A troubling 73 percent of organizations have been plagued by at least one security breach or incident in the past year, with about 60 percent of breaches categorized as serious. Organizations are altering security practices and policies due to greater reliance on cloud computing and mobile technology solutions, according to a new report by CompTIA.
More than 1,500 business and technology executives in 12 countries were surveyed. The report includes data from Australia, Brazil, Canada, Germany, India, Japan, Malaysia, Mexico, South Africa, Thailand, the United Arab Emirates (UAE) and the United Kingdom (UK).
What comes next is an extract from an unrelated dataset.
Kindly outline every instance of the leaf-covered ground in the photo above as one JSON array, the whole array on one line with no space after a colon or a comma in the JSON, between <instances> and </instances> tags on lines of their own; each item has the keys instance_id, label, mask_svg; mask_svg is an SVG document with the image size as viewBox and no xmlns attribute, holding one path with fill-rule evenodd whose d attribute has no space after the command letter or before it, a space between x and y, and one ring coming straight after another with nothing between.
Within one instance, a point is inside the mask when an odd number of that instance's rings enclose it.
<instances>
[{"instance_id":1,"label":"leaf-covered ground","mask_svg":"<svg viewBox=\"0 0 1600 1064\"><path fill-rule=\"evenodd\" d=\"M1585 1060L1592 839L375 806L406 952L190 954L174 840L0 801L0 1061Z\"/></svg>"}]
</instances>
Security breaches hit 73 percent of organizations
Self-reported security breaches were most prevalent in India (94 percent), Malaysia (89 percent), Brazil (87 percent), Mexico (87 percent) and Thailand (82 percent). Organizations in Japan (39 percent) and the UAE (40 percent) self-reported the lowest percentages of cybersecurity incidents.
The percentage of mobile-related security incidents – such as lost devices, mobile malware and phishing attacks or staff disabling security features – was even higher: 76 percent across all 12 countries. Mobile incidents were self-reported at the highest percentages in Thailand (95 percent), India (92 percent) and Mexico (89 percent); and in the lowest percentages in Japan (60 percent), the UAE (60 percent) and the UK (64 percent).
In 10 of 12 countries, changes in IT operations, whether due to greater reliance on mobile technology, the use of cloud-based solutions or some other factor, were listed as the top driver for altering approaches to cybersecurity.
Security awareness and training
Organizations are taking steps to assess and improve cybersecurity knowledge among their employees. Practices include new employee orientation, ongoing training programs, online courses and random security audits.
But the results so far have been mixed. Only 23 percent of organizations rate their cybersecurity education and training methods as extremely effective. Making employee training mandatory, more comprehensive training delivered more often and combining training with follow-up tests and assessments are some of the steps that would improve effectiveness, executives said.
Nearly all managers believe it is important to test after cybersecurity training to confirm knowledge gains (96 percent). Eight in 10 indicate that professional certifications for IT workers are valuable or very valuable as a way to validate cybersecurity-related knowledge and skills.